Trump predicted a security crises if Clinton were elected. Discussing Syrian refugees, he said: “This is going to be the great Trojan horse. Lots of luck, Hillary.”
However, Clinton said she would not allow anyone into the country without appropriate vetting but added, ‘I am not going to slam the door on women and children.’
Trump refused to respond to the sexual assault allegations.
Trump rejected questions about women who have accused him of sexual assault, branding them fame-seekers and Clinton campaign plants and saying: “I don’t know those people.”

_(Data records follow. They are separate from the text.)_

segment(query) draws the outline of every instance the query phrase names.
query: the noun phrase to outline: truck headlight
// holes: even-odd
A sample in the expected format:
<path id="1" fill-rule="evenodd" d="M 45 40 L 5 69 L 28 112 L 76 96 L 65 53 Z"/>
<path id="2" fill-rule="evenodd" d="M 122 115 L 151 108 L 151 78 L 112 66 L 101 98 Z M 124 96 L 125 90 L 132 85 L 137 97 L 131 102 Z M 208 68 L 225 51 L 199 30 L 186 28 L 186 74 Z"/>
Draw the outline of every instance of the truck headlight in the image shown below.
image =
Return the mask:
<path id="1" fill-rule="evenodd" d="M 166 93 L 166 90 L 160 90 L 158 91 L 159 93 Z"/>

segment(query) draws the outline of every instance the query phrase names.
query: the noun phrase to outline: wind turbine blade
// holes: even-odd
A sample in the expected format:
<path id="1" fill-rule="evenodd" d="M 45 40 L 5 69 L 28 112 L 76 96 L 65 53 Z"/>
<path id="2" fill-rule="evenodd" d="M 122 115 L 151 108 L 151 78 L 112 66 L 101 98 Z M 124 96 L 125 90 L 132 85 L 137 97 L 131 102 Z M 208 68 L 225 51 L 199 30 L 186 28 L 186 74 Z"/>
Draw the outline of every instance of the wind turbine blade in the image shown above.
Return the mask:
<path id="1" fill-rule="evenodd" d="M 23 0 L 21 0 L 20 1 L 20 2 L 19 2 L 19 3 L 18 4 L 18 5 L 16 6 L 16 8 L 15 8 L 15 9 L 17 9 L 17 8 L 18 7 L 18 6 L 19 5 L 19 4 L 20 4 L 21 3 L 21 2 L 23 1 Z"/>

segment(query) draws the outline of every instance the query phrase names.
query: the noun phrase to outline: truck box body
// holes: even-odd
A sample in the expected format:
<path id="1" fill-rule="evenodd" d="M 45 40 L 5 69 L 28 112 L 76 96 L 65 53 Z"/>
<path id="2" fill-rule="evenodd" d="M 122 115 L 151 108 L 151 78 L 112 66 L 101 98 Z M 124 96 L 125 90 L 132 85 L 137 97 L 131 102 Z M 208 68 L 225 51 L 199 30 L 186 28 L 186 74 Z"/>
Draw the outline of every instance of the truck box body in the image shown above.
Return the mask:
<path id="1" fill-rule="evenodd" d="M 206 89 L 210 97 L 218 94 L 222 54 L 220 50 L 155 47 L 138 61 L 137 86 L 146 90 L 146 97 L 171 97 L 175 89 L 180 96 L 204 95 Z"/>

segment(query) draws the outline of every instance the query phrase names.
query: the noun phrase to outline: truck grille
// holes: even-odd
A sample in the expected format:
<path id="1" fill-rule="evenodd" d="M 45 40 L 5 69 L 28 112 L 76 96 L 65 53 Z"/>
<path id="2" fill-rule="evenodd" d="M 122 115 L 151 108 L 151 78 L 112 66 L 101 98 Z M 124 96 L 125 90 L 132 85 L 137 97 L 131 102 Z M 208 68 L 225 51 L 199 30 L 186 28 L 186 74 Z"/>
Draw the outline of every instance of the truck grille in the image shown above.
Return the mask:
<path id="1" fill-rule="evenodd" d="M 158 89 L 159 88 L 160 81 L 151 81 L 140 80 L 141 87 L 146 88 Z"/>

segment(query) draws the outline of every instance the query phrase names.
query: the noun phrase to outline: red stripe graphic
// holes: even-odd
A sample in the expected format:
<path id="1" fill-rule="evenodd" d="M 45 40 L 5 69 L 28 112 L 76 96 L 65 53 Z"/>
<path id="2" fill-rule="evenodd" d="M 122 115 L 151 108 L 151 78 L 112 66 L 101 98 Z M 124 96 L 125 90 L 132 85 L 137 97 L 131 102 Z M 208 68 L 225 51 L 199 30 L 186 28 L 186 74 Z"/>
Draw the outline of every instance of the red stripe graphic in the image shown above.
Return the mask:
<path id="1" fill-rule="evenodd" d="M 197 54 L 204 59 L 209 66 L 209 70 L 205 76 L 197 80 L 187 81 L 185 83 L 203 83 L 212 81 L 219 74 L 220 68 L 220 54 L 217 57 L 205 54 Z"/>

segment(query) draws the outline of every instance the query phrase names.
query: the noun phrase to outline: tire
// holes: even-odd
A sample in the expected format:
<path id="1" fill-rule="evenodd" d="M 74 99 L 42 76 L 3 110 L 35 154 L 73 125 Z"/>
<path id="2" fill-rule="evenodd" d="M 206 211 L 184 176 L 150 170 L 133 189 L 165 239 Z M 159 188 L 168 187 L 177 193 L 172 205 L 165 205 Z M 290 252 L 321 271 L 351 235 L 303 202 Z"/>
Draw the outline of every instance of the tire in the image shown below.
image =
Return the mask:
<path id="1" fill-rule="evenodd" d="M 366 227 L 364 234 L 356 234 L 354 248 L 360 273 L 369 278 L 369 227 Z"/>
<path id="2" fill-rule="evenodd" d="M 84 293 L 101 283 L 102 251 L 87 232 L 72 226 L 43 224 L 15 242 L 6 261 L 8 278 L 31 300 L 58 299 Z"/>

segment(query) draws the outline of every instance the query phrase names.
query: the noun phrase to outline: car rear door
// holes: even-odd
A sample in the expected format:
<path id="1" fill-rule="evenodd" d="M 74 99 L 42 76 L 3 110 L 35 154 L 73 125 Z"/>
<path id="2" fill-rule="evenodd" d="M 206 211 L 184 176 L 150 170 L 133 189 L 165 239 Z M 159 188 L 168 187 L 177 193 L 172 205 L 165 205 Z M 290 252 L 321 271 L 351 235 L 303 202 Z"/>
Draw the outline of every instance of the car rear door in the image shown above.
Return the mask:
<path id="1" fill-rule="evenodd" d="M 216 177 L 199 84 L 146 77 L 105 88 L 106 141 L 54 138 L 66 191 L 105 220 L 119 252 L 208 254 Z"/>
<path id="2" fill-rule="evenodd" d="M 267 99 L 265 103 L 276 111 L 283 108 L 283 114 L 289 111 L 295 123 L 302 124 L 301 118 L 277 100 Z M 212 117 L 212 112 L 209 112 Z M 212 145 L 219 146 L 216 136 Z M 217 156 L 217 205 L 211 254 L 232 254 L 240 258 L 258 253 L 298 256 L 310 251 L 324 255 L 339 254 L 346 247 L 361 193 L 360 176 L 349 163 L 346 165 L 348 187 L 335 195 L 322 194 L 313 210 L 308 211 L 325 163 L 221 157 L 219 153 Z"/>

— Jill Harth (@jillharth) October 20, 2016
Clinton had a ready response, saying ‘every time Donald is pushed’ – about women, a disabled reporter, the Khan family, John McCain, a federal judge – he denies responsibility and refuses apology. She added: “Donald thinks belittling women makes him bigger. I don’t think there’s a woman out there who doesn’t know what that feels like.”
Depending on what polls you ask, Trump is down – way down. Others depict the Republican candidate as closer to Hillary but still far off from winning the election. But close to none put him on top.
Trump’s performance in the first two debates, along with a wave of sexual assault allegations, have led to a precipitous drop in the polls in almost every state he needs to win.
His repeated insistence that the election will be rigged along with his call to supporters to monitor the polls were, unfortunately for the Republican candidate, indicative of an unwillingness to accept the legitimacy of a potential defeat.
With the third and final debate complete, the future of both candidates rests in voting day on November 8th.